Speaking at the conference, Health and Safety Minister Lord McKenzie of Luton said, "Thirty years ago this month, the Safety Representatives and Safety Committees Regulations (1977) became law. For many people, workplaces are safer, the number of serious but non-fatal injuries reportedly falling by 70 percent. Workplace deaths have fallen by 76 percent, and an estimated 5,000 deaths have been prevented."
"The key principles of the Health and Safety at Work Act (1974) were built upon consultation and engagement and are as relevant today as they were 30 years ago," McKenzie said. "I see two key tenets here, firstly the importance of leadership from the top of every organization, and secondly the real involvement of workers in managing health and safety. We are here today to promote and celebrate the latter. Worker involvement in health and safety is one of my priorities for this year. I see it as one of my tasks to take every opportunity to go out and meet with employers, workers, and their health and safety representatives to understand the health and safety issues facing people at work and to promote worker involvement as widely as possible."

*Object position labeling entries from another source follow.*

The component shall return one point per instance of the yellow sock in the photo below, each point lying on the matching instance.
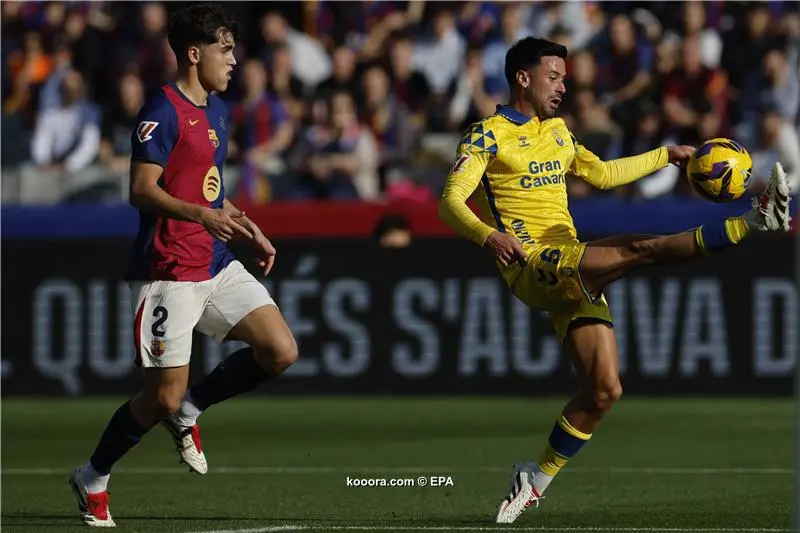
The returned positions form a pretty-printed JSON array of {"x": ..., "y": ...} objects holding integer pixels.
[
  {"x": 564, "y": 442},
  {"x": 721, "y": 234}
]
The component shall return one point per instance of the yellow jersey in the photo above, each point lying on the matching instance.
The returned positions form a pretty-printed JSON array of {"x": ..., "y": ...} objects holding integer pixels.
[{"x": 515, "y": 167}]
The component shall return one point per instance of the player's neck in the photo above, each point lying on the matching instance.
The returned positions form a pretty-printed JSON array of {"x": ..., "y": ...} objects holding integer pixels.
[
  {"x": 519, "y": 104},
  {"x": 192, "y": 89}
]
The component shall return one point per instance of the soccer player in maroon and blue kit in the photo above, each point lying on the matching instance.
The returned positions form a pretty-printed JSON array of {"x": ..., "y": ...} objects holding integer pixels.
[{"x": 181, "y": 269}]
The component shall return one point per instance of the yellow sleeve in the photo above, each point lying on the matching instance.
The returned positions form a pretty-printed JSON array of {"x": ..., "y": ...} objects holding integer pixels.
[
  {"x": 463, "y": 179},
  {"x": 610, "y": 174}
]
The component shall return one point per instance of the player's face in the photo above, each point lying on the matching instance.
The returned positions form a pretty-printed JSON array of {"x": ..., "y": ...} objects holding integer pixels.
[
  {"x": 546, "y": 86},
  {"x": 217, "y": 62}
]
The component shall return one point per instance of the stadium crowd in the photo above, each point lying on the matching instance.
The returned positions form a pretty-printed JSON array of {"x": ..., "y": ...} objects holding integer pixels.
[{"x": 368, "y": 99}]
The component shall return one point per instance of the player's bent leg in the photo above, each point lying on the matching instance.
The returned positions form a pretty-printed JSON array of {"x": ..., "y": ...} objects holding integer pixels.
[
  {"x": 592, "y": 347},
  {"x": 161, "y": 394},
  {"x": 240, "y": 309},
  {"x": 266, "y": 331}
]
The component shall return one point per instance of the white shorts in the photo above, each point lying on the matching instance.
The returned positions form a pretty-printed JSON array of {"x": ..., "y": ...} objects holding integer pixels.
[{"x": 167, "y": 312}]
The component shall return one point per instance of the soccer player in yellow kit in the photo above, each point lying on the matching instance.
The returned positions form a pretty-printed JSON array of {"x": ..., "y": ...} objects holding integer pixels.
[{"x": 515, "y": 164}]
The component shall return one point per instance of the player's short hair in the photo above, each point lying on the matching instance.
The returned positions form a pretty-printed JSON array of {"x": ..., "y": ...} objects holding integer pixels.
[
  {"x": 527, "y": 53},
  {"x": 196, "y": 25}
]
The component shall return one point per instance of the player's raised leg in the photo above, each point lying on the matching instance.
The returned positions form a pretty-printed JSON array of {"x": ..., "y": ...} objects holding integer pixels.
[
  {"x": 607, "y": 260},
  {"x": 240, "y": 309}
]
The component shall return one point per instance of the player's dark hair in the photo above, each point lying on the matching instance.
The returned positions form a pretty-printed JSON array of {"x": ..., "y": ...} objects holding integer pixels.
[
  {"x": 196, "y": 25},
  {"x": 527, "y": 53}
]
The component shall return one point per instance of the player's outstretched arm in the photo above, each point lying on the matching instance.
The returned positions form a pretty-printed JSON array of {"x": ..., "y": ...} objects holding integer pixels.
[
  {"x": 619, "y": 172},
  {"x": 266, "y": 252},
  {"x": 146, "y": 195}
]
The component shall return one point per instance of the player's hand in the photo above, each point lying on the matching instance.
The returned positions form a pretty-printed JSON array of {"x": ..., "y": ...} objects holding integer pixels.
[
  {"x": 679, "y": 155},
  {"x": 221, "y": 223},
  {"x": 506, "y": 247},
  {"x": 266, "y": 252}
]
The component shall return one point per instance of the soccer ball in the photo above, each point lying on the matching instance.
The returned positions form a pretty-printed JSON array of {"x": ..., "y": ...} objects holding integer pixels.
[{"x": 720, "y": 170}]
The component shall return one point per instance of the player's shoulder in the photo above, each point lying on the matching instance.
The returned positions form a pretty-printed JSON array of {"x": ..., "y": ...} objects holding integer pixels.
[
  {"x": 158, "y": 107},
  {"x": 217, "y": 106},
  {"x": 157, "y": 118}
]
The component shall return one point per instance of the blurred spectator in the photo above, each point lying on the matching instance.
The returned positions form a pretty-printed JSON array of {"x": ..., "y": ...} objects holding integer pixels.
[
  {"x": 337, "y": 159},
  {"x": 284, "y": 84},
  {"x": 387, "y": 118},
  {"x": 695, "y": 98},
  {"x": 512, "y": 29},
  {"x": 28, "y": 69},
  {"x": 648, "y": 137},
  {"x": 309, "y": 60},
  {"x": 408, "y": 85},
  {"x": 119, "y": 123},
  {"x": 471, "y": 102},
  {"x": 693, "y": 24},
  {"x": 567, "y": 18},
  {"x": 343, "y": 77},
  {"x": 434, "y": 56},
  {"x": 625, "y": 67},
  {"x": 595, "y": 128},
  {"x": 68, "y": 137},
  {"x": 639, "y": 76},
  {"x": 777, "y": 140},
  {"x": 260, "y": 131}
]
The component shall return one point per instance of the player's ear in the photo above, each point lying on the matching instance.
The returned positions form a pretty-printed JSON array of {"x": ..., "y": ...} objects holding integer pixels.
[
  {"x": 193, "y": 54},
  {"x": 523, "y": 78}
]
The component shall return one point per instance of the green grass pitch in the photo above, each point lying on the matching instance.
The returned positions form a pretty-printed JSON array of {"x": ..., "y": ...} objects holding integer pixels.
[{"x": 280, "y": 464}]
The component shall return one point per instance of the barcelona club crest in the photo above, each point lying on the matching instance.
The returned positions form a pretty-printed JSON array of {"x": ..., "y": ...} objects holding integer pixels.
[
  {"x": 212, "y": 136},
  {"x": 157, "y": 347}
]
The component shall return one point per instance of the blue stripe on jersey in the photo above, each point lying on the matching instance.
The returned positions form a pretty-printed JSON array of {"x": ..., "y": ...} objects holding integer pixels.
[
  {"x": 216, "y": 114},
  {"x": 492, "y": 204}
]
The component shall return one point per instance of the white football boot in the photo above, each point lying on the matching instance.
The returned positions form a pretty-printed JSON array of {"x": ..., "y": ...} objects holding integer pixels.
[
  {"x": 771, "y": 210},
  {"x": 521, "y": 494},
  {"x": 188, "y": 444},
  {"x": 93, "y": 507}
]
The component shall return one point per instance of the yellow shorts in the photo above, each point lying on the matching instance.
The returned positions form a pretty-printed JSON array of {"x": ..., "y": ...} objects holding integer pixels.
[{"x": 551, "y": 282}]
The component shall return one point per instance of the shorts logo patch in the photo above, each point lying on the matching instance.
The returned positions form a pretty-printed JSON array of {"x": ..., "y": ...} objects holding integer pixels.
[
  {"x": 157, "y": 347},
  {"x": 458, "y": 166},
  {"x": 212, "y": 137},
  {"x": 145, "y": 130}
]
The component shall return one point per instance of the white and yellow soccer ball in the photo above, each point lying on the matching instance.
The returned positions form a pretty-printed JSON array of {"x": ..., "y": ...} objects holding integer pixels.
[{"x": 720, "y": 170}]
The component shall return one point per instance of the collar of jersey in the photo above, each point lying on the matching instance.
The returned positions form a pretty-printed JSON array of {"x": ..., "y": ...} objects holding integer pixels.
[{"x": 509, "y": 113}]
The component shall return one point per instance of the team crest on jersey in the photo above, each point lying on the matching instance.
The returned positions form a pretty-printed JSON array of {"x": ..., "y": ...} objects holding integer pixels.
[
  {"x": 212, "y": 136},
  {"x": 157, "y": 347},
  {"x": 145, "y": 130}
]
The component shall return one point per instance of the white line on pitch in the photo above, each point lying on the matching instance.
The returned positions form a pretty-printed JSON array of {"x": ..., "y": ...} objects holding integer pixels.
[
  {"x": 431, "y": 470},
  {"x": 269, "y": 529}
]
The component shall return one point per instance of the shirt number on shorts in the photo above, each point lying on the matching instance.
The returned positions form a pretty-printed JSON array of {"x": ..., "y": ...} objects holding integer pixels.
[{"x": 160, "y": 313}]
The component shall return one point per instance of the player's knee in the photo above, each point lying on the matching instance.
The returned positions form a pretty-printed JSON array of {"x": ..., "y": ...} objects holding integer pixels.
[
  {"x": 277, "y": 355},
  {"x": 642, "y": 251},
  {"x": 167, "y": 402},
  {"x": 606, "y": 394}
]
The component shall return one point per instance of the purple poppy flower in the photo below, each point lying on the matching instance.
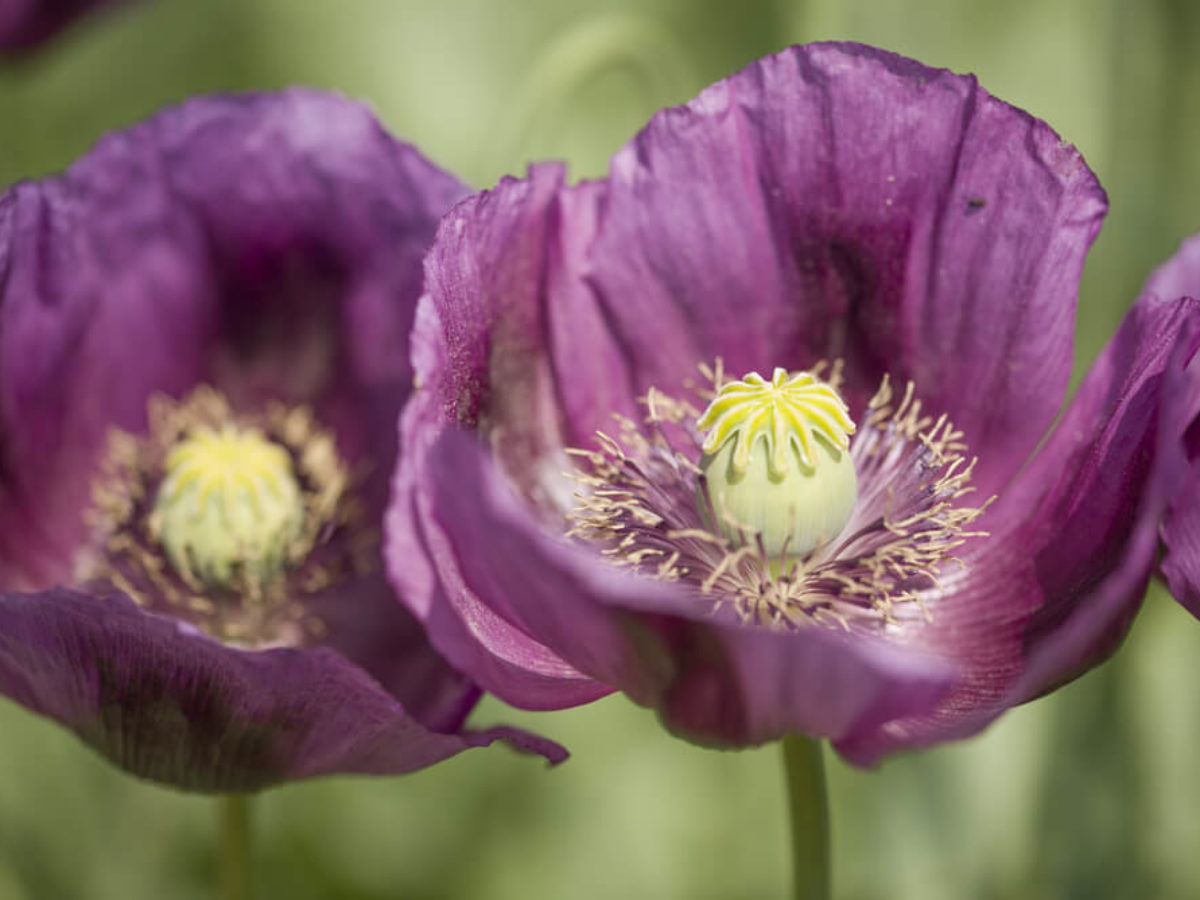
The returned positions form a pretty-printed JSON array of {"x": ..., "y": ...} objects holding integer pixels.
[
  {"x": 1180, "y": 276},
  {"x": 203, "y": 331},
  {"x": 27, "y": 23},
  {"x": 912, "y": 243}
]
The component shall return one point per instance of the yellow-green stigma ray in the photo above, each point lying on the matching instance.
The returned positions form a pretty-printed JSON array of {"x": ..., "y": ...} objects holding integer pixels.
[
  {"x": 229, "y": 507},
  {"x": 790, "y": 411},
  {"x": 777, "y": 465}
]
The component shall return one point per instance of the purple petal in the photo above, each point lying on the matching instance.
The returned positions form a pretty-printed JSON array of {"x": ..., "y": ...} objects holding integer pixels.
[
  {"x": 168, "y": 703},
  {"x": 712, "y": 682},
  {"x": 27, "y": 23},
  {"x": 365, "y": 624},
  {"x": 1180, "y": 276},
  {"x": 1054, "y": 588},
  {"x": 835, "y": 201},
  {"x": 267, "y": 244}
]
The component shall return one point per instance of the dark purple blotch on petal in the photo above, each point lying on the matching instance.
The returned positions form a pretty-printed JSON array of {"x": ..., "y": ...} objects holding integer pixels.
[{"x": 171, "y": 705}]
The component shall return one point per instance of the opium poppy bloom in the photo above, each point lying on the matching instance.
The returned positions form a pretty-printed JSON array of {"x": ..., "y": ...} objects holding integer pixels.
[
  {"x": 203, "y": 352},
  {"x": 757, "y": 430}
]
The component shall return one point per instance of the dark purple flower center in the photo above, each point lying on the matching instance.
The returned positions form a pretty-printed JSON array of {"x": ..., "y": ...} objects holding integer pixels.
[
  {"x": 227, "y": 521},
  {"x": 640, "y": 502}
]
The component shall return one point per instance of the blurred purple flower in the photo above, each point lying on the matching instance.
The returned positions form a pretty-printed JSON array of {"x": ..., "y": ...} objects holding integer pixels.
[
  {"x": 833, "y": 204},
  {"x": 28, "y": 23},
  {"x": 1180, "y": 276},
  {"x": 245, "y": 269}
]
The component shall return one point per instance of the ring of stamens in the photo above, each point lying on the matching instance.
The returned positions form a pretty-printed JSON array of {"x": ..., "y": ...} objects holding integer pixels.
[
  {"x": 249, "y": 605},
  {"x": 636, "y": 501}
]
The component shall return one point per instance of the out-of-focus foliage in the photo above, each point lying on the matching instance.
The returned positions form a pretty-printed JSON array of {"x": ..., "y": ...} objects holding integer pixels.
[{"x": 1089, "y": 793}]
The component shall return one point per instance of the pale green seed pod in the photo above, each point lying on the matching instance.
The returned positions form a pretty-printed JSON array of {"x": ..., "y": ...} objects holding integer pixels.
[
  {"x": 777, "y": 463},
  {"x": 229, "y": 507}
]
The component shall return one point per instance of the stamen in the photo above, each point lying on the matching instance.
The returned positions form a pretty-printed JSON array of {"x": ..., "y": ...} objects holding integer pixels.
[
  {"x": 652, "y": 507},
  {"x": 228, "y": 521}
]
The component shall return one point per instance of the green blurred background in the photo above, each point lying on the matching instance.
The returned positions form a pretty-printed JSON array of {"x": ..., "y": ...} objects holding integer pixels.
[{"x": 1089, "y": 793}]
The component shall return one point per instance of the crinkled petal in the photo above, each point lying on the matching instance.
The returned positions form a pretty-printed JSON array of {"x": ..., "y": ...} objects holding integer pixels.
[
  {"x": 713, "y": 682},
  {"x": 171, "y": 705},
  {"x": 1180, "y": 276},
  {"x": 837, "y": 201},
  {"x": 426, "y": 571},
  {"x": 363, "y": 621},
  {"x": 1054, "y": 588},
  {"x": 481, "y": 358},
  {"x": 267, "y": 244}
]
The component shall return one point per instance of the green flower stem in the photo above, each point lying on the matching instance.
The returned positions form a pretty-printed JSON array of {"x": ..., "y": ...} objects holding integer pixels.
[
  {"x": 809, "y": 809},
  {"x": 234, "y": 823}
]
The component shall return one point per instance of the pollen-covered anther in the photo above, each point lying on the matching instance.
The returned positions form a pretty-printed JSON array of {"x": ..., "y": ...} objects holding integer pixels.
[
  {"x": 229, "y": 521},
  {"x": 639, "y": 495},
  {"x": 228, "y": 505},
  {"x": 775, "y": 463}
]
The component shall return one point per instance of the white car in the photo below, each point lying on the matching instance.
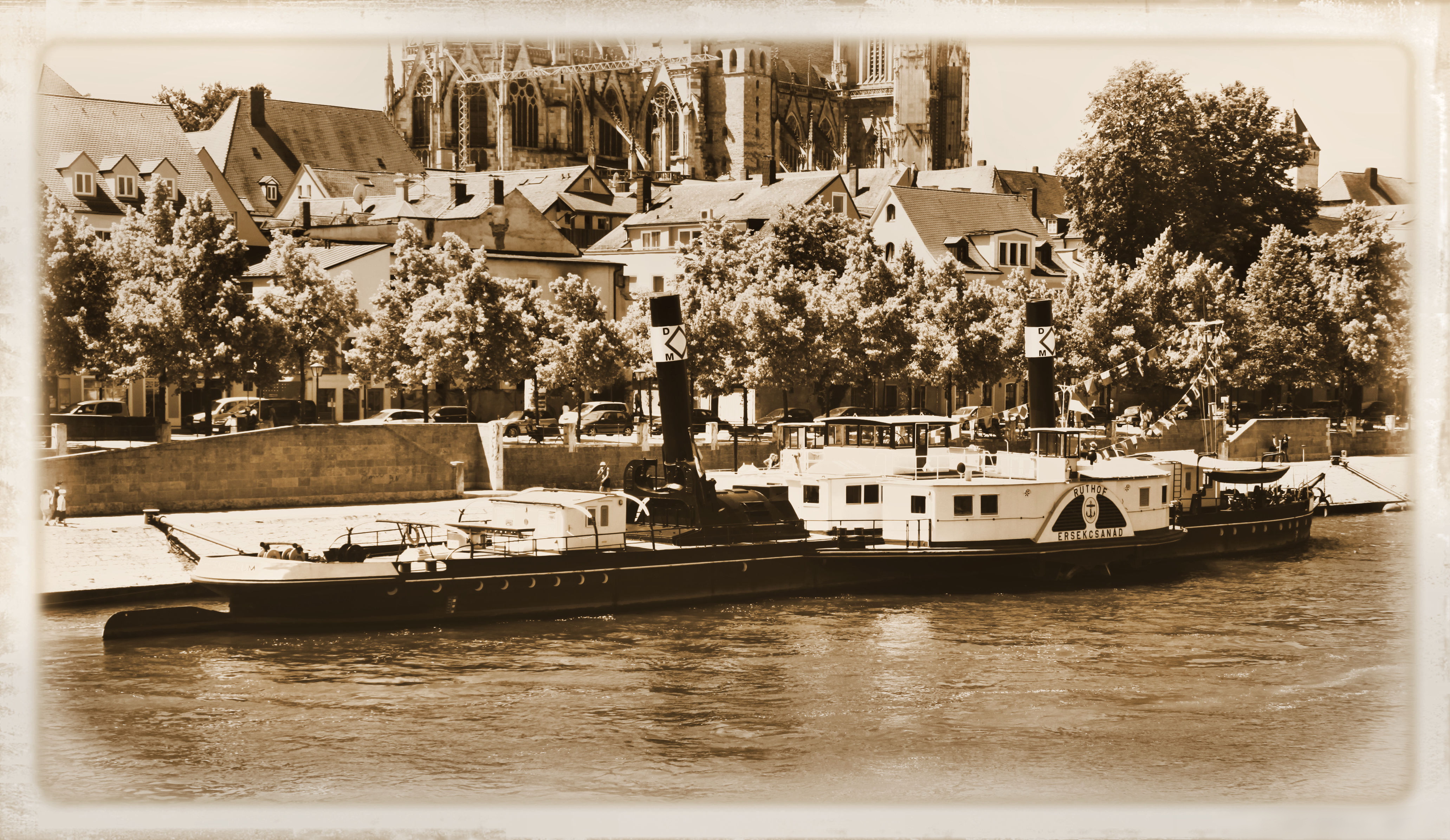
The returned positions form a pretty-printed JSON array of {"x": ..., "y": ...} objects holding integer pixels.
[{"x": 392, "y": 416}]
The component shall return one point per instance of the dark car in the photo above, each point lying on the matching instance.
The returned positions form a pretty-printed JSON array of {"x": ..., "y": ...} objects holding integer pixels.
[
  {"x": 452, "y": 414},
  {"x": 852, "y": 411},
  {"x": 605, "y": 423},
  {"x": 288, "y": 411},
  {"x": 96, "y": 407},
  {"x": 524, "y": 423},
  {"x": 784, "y": 416},
  {"x": 698, "y": 418}
]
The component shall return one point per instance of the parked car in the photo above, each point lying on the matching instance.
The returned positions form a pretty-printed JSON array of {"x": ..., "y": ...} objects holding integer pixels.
[
  {"x": 106, "y": 407},
  {"x": 850, "y": 411},
  {"x": 392, "y": 416},
  {"x": 605, "y": 423},
  {"x": 784, "y": 416},
  {"x": 1374, "y": 411},
  {"x": 698, "y": 418},
  {"x": 605, "y": 405},
  {"x": 452, "y": 414},
  {"x": 527, "y": 421}
]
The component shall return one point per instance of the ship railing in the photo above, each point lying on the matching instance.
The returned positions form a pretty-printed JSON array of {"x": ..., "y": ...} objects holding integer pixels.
[{"x": 881, "y": 534}]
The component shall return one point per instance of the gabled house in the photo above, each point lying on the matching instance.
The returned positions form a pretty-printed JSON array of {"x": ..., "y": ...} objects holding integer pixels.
[
  {"x": 99, "y": 157},
  {"x": 261, "y": 144},
  {"x": 989, "y": 234}
]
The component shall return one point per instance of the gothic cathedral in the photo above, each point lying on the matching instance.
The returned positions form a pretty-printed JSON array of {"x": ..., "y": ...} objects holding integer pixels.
[{"x": 698, "y": 109}]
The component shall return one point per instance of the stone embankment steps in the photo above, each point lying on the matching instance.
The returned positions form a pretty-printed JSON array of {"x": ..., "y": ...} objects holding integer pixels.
[{"x": 111, "y": 558}]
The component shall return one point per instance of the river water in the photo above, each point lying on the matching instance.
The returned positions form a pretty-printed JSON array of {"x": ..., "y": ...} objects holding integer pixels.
[{"x": 1276, "y": 678}]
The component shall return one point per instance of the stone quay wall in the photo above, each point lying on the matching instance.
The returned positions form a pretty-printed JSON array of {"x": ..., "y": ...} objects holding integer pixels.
[{"x": 288, "y": 466}]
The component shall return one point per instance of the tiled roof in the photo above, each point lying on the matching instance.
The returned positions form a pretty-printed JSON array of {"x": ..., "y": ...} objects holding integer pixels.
[
  {"x": 941, "y": 214},
  {"x": 323, "y": 136},
  {"x": 1346, "y": 188},
  {"x": 789, "y": 192},
  {"x": 870, "y": 186},
  {"x": 104, "y": 128},
  {"x": 53, "y": 85},
  {"x": 328, "y": 257}
]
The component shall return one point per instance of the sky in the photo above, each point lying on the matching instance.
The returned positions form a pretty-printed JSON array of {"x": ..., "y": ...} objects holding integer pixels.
[{"x": 1027, "y": 99}]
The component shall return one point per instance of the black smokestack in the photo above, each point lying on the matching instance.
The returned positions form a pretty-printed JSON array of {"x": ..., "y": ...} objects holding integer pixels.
[
  {"x": 1042, "y": 340},
  {"x": 643, "y": 195},
  {"x": 259, "y": 102},
  {"x": 668, "y": 346}
]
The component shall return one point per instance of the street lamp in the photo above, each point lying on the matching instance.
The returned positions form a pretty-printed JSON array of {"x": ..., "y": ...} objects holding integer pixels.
[{"x": 317, "y": 382}]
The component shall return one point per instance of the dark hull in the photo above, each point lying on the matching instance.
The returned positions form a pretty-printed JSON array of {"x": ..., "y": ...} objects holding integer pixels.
[{"x": 1230, "y": 533}]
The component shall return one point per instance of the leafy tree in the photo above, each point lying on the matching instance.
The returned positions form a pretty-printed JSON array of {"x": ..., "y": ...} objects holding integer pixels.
[
  {"x": 201, "y": 115},
  {"x": 221, "y": 317},
  {"x": 379, "y": 352},
  {"x": 77, "y": 292},
  {"x": 305, "y": 311},
  {"x": 1210, "y": 167},
  {"x": 476, "y": 330},
  {"x": 582, "y": 347}
]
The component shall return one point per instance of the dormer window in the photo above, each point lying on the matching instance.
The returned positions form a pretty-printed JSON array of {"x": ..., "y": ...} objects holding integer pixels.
[{"x": 1013, "y": 253}]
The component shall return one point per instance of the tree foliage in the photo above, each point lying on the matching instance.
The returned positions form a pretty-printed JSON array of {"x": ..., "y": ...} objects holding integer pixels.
[
  {"x": 201, "y": 115},
  {"x": 1210, "y": 167}
]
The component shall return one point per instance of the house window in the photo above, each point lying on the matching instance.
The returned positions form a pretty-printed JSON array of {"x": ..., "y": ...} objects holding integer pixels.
[{"x": 1013, "y": 253}]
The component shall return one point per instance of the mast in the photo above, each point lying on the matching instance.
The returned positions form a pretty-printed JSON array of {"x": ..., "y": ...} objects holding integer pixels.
[{"x": 1040, "y": 346}]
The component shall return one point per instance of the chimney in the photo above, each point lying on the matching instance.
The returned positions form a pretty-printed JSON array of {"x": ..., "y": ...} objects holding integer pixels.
[
  {"x": 259, "y": 102},
  {"x": 643, "y": 198}
]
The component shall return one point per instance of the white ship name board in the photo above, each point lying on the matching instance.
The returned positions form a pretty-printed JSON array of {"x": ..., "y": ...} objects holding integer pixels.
[
  {"x": 668, "y": 343},
  {"x": 1040, "y": 341}
]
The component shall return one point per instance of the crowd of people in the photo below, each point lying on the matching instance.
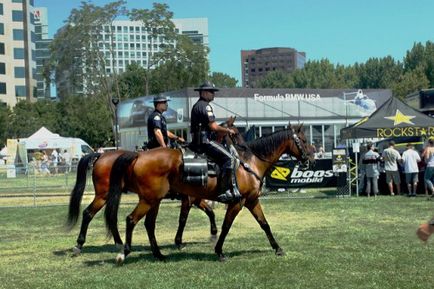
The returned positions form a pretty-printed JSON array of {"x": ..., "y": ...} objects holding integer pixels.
[
  {"x": 391, "y": 162},
  {"x": 52, "y": 162}
]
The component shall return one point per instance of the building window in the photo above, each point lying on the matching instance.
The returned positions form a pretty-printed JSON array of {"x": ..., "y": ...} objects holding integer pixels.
[
  {"x": 17, "y": 16},
  {"x": 18, "y": 34},
  {"x": 20, "y": 90},
  {"x": 2, "y": 88},
  {"x": 18, "y": 53},
  {"x": 20, "y": 72}
]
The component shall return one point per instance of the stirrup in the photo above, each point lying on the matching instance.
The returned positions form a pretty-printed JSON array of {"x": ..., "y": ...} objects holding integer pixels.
[{"x": 229, "y": 197}]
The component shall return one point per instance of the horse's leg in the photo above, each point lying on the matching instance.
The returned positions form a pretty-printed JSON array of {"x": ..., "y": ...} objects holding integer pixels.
[
  {"x": 203, "y": 205},
  {"x": 231, "y": 212},
  {"x": 151, "y": 217},
  {"x": 256, "y": 210},
  {"x": 183, "y": 216},
  {"x": 88, "y": 215},
  {"x": 132, "y": 219}
]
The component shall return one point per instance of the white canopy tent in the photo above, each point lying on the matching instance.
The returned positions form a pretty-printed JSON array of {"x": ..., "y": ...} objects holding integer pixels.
[{"x": 45, "y": 139}]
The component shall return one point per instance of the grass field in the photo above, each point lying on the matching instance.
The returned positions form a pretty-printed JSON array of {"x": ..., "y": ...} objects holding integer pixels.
[{"x": 329, "y": 243}]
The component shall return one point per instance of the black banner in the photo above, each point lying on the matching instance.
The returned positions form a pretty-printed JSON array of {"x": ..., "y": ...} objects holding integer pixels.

"The real substance of good worker involvement is trust, respect, cooperation, and joint problem solving between employers and employees. This applies to all workplaces, irrespective of size or any other factor," said Hackitt. "This guidance will help all organizations decide how to implement a culture in their organization which genuinely values employees’ contributions, leading to higher commitment and productivity."
Provisional figures issued by the Health and Safety Executive in June showed 228 UK workers died in incidents at work in 2007-2008, compared with 247 workers in 2006-2007.